# Performance and explanation of Paco de Lucia’s buleria



## rubendiaz (Jun 23, 2009)

Dear friends:

My name is Ruben Diaz, I'm a flamenco guitar player and Professor at the Royal Conservatory of Toronto. I have been engaged studying Paco de Lucia's works for a long time under his guidance and I want to share this with you and I hope you like it.

"El Chorruelo" bulerias by Paco de Lucia Track 7 from "Luzia" Album 

Falsetas 1 to 3

http://www.rdiaz.org/rdvideo11.html


Falsetas 4 to 6

http://www.rdiaz.org/rdvideo12.html

Falseta 7

http://www.rdiaz.org/rdvideo13.html

Falseta 8

http://www.rdiaz.org/rdvideo14.html

Falseta 9

http://www.rdiaz.org/rdvideo15.html

I hope you enjoy them this and through this falsetas. I would like you to upload your videos of you playing these falsetas to see how you play them and if it is useful for you.

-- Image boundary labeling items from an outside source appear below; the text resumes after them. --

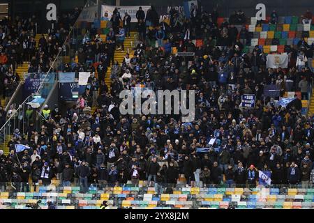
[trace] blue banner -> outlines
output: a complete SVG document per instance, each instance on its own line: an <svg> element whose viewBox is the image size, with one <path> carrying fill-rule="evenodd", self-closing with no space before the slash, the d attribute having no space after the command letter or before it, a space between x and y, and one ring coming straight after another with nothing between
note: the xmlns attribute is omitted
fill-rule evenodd
<svg viewBox="0 0 314 223"><path fill-rule="evenodd" d="M287 105L294 101L294 98L281 98L281 99L278 101L277 105L281 105L281 107L286 107Z"/></svg>
<svg viewBox="0 0 314 223"><path fill-rule="evenodd" d="M264 85L264 96L276 98L281 95L281 91L276 84Z"/></svg>
<svg viewBox="0 0 314 223"><path fill-rule="evenodd" d="M209 148L197 148L196 153L208 153L209 152Z"/></svg>
<svg viewBox="0 0 314 223"><path fill-rule="evenodd" d="M59 72L59 82L60 83L73 83L75 82L75 72Z"/></svg>
<svg viewBox="0 0 314 223"><path fill-rule="evenodd" d="M24 84L24 95L27 97L31 93L35 93L38 90L40 86L41 79L38 76L34 77L29 77L25 79L25 83Z"/></svg>
<svg viewBox="0 0 314 223"><path fill-rule="evenodd" d="M258 171L258 183L262 185L271 185L271 172L270 171Z"/></svg>
<svg viewBox="0 0 314 223"><path fill-rule="evenodd" d="M253 109L255 106L255 95L248 94L242 95L242 101L241 105L243 107Z"/></svg>
<svg viewBox="0 0 314 223"><path fill-rule="evenodd" d="M77 82L59 83L59 97L63 101L76 101L79 95Z"/></svg>
<svg viewBox="0 0 314 223"><path fill-rule="evenodd" d="M29 146L23 145L23 144L15 144L15 151L17 153L20 153L24 151L25 149L30 148Z"/></svg>

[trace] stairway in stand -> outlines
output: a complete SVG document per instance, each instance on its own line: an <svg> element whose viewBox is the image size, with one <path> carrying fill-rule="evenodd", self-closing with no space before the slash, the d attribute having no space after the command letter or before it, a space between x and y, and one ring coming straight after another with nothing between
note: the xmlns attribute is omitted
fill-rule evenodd
<svg viewBox="0 0 314 223"><path fill-rule="evenodd" d="M310 107L308 107L308 115L314 114L314 91L311 96Z"/></svg>
<svg viewBox="0 0 314 223"><path fill-rule="evenodd" d="M117 50L116 48L116 51L114 52L114 61L117 61L119 62L119 64L121 66L122 63L122 61L124 61L124 56L126 56L126 54L128 52L130 54L130 57L132 58L134 54L134 47L135 47L135 36L136 35L137 32L135 31L131 31L130 33L130 37L126 37L126 39L124 40L124 51L122 51L122 49ZM103 40L105 40L106 36L101 34L100 35L101 38ZM107 71L106 76L105 77L105 82L106 83L107 86L108 87L109 92L110 92L110 85L111 85L111 67L108 67L108 70ZM91 114L94 114L95 112L97 107L96 106L93 106L91 108Z"/></svg>
<svg viewBox="0 0 314 223"><path fill-rule="evenodd" d="M10 139L11 139L12 137L13 136L10 134L7 134L6 136L6 141L4 141L4 143L1 141L1 143L0 144L0 149L3 151L3 154L6 155L8 155L10 152L7 145L8 142L10 141Z"/></svg>

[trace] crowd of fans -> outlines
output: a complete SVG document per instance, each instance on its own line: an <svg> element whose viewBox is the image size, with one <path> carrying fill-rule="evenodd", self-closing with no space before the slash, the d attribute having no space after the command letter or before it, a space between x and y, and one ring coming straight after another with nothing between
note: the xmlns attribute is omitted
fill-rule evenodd
<svg viewBox="0 0 314 223"><path fill-rule="evenodd" d="M191 186L201 185L201 180L203 186L223 182L255 186L257 171L262 170L271 172L272 184L312 185L314 121L301 115L297 97L282 107L274 100L278 98L263 98L263 87L276 84L283 96L285 82L292 80L290 91L301 90L307 97L311 63L297 61L300 56L312 58L314 45L302 40L297 46L286 46L289 68L267 69L266 56L258 46L243 53L251 41L245 26L239 31L234 26L246 21L241 10L220 26L216 10L193 7L190 19L174 8L170 14L167 24L159 22L154 7L146 15L139 9L135 52L126 53L121 64L114 61L114 54L118 43L122 49L117 50L124 49L121 37L128 31L124 29L127 14L122 19L116 9L112 18L102 17L112 22L105 40L92 29L87 32L80 43L78 63L73 59L61 69L91 72L84 93L66 114L45 106L40 128L31 123L25 134L15 130L8 144L10 154L0 151L0 181L24 183L16 187L24 190L29 178L33 183L45 184L57 178L65 186L80 183L84 192L89 183L132 180L137 185L142 180L161 190L166 183L175 185L184 174ZM276 17L271 15L271 22L277 22ZM56 54L66 33L62 29L50 33L53 43L49 47L40 43L40 58L41 54L48 58ZM203 45L197 47L195 39ZM178 56L172 52L174 47L195 56ZM40 69L38 57L30 56L31 68ZM49 66L51 60L45 61ZM110 92L106 75L112 79ZM119 93L137 84L153 90L195 90L195 121L182 123L179 115L121 115ZM255 95L254 109L240 106L243 93ZM97 109L91 114L93 106ZM216 139L209 146L212 138ZM15 144L31 148L17 153ZM207 153L197 153L200 148L208 148Z"/></svg>

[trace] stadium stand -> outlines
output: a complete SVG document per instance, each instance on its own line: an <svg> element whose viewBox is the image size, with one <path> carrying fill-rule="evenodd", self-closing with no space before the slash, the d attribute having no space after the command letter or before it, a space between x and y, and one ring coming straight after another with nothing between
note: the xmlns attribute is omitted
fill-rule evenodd
<svg viewBox="0 0 314 223"><path fill-rule="evenodd" d="M215 17L196 8L190 20L172 8L159 22L154 6L143 22L139 12L130 36L117 8L99 27L71 17L76 37L64 21L43 38L25 28L37 48L24 50L16 69L9 63L20 81L50 66L91 76L66 112L45 106L38 123L1 138L1 208L38 208L40 200L43 209L48 201L98 209L103 201L110 208L313 208L314 25L298 16L260 23L241 11ZM69 53L54 67L62 45ZM1 84L13 86L1 92L7 103L16 86L4 69ZM119 94L135 86L195 90L195 121L121 116ZM243 95L254 95L251 109ZM14 109L0 111L1 125L15 125Z"/></svg>

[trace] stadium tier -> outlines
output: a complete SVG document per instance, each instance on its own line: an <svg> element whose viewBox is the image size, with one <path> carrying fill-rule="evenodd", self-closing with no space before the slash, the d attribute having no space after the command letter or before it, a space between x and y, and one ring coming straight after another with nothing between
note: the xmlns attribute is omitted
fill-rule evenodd
<svg viewBox="0 0 314 223"><path fill-rule="evenodd" d="M314 208L314 17L197 4L0 21L0 208Z"/></svg>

If you have any doubt about how to play these falsetas, please feel free to ask. 

Best regrads
Ruben Diaz
Flamenco Guitar


----------



## Rugburn (Jan 14, 2009)

Hi Ruben

I LOVE this music and had the opportunity to see Paco de Lucia at the Montreal Jazz Festival in '92. What a fantastic player!! I also enjoy Carlos Montoya and Paco Pena. I think if I went to Spain, I might not make it back. I'm really a jazz, blues and country/rockabilly player. I've always messed around with Flamenco/Mariachi themes, but have never really sat down and tried to get some of the REAL basics/fundamentals down. Your videos are a generous and exciting offering. Thank you. This was done about 6 years ago and I never really continued trying to learn more. It might just be time

http://www.soundclick.com/bands/page_songInfo.cfm?bandID=917786&songID=7364742

Shawn :smile:


----------